C’est une idée originale. Elle s’appelle « Jeudis du tourisme ». C’est le nouveau cycle de rencontres lancé par le Département Guadeloupe, à l’initiative de la Direction du tourisme, au sein de la Maison Karukéra.
De quoi s’agit-il ? Un jeudi sur deux, à 18 h 30, professionnels, experts et acteurs du territoire sont invités à partager leurs expériences et à débattre des transformations de la destination, autour de cinq grands enjeux : patrimoine, culture, innovation, numérique et transmission
La première c’était jeudi, avec un espace installé au cœur de la scénographie « Balad Péyi », constituée de photographies que l’on doit à Daniel Dabriou, photographe guadeloupéen. Ces rencontres entendent faire de la Maison Karukéra un espace vivant de réflexion, de dialogue et d’expérimentation, au service de la
valorisation de la Guadeloupe.



Face à un public d’une cinquantaine de personnes, Caroline Romney, directrice du Tourisme au Conseil départemental, avec de part et d’autre, Daniel Dabriou et David Laporal, ethnoarchéologue, sous-directeur du Patrimoine au Département et directeur du Musarth.

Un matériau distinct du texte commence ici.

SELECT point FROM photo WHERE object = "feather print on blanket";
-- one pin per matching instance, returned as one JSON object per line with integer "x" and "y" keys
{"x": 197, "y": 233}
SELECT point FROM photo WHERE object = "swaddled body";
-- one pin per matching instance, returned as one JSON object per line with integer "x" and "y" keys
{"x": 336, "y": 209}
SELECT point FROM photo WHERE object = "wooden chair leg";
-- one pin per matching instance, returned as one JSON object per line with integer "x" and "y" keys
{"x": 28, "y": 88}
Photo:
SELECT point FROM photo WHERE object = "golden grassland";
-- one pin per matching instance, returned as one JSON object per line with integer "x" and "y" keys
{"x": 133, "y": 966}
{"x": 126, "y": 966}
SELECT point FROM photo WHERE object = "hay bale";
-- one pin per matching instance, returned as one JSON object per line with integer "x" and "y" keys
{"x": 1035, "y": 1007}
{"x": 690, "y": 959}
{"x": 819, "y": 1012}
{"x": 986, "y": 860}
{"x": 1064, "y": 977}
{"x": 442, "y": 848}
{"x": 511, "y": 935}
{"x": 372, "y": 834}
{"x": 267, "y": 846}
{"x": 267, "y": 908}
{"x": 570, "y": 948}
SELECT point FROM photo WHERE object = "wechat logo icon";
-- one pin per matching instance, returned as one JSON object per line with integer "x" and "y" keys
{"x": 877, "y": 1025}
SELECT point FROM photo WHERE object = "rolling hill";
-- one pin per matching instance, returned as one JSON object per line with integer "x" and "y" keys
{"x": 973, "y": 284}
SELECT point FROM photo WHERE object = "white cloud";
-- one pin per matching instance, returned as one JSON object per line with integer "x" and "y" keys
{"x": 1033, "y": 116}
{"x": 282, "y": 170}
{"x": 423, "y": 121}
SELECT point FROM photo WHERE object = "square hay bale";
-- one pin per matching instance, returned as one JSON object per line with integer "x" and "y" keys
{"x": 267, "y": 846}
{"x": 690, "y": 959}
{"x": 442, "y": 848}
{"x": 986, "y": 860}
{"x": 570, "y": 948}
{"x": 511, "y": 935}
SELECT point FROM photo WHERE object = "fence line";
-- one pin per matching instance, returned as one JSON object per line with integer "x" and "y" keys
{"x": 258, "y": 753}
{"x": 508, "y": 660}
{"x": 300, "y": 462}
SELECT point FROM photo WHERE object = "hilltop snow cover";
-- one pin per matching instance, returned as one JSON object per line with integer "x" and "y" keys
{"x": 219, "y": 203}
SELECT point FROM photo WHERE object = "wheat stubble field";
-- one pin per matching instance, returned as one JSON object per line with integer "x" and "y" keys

Le témoignage de David Laporal a ceci d’intéressant qu’il a travaillé longtemps en région parisienne, donc qu’il a pu appréhender l’image que l’on se fait ailleurs de la Guadeloupe, que l’on soit hexagonal ou Antillais de France.
Ce qu’il faut, dit-il, c’est construire et transmettre une image de la Guadeloupe, et pour cela faire appel à l’archéologie, donc à l’histoire du pays. C’est l’histoire qui a façonné le pays. L’exposition d’images, comme celle qui est à la Maison Karukéra, Balad Péyi, permet d’accrocher les passants, qu’ils soient d’ailleurs étrangers ou Guadelopupéens. D’où l’importance de transmettre aussi par l’image.
Daniel Dabriou, c’est l’homme image. Photographe de grand talent, il a passé sa vie à clicher des personnages de la vie de tous les jours dans leur univers, des paysages traditionnels dans leur jus.
« Il faut, pour faire un bon portrait, prendre le temps de parler, abolir la distance entre le photographe et son sujet. Rester neutre mais transmettre ce qu’on a compris au moment de déclencher l’obturateur (Daniel Dabriou, qui dispose d’une chambre noire mobile, utilise souvent de l’argentique). »
Les questions fusent. L’idée de tels échanges est bonne.
Prochains rendez-vous
1er octobre – « Vivre la Guadeloupe autrement : le numérique au service d’un tourisme immersif », à l’occasion de la Journée mondiale du tourisme, avec Patrice Abaul (Eye & Eye), Sylvia Phibel (Caraïbes Factory) et Florence Lombardo (scénographe de Balad Péyi). Une expérience en réalité virtuelle sera proposée au public.
15 octobre – « Tradition, transmission, destination : le canot saintois à la conquête de l’UNESCO », avec Florabelle Spielmann (Département), Karl Chipotel (ANASA) et Aurélien Anzala (CTIG), précédée d’un atelier d’initiation aux nœuds marins.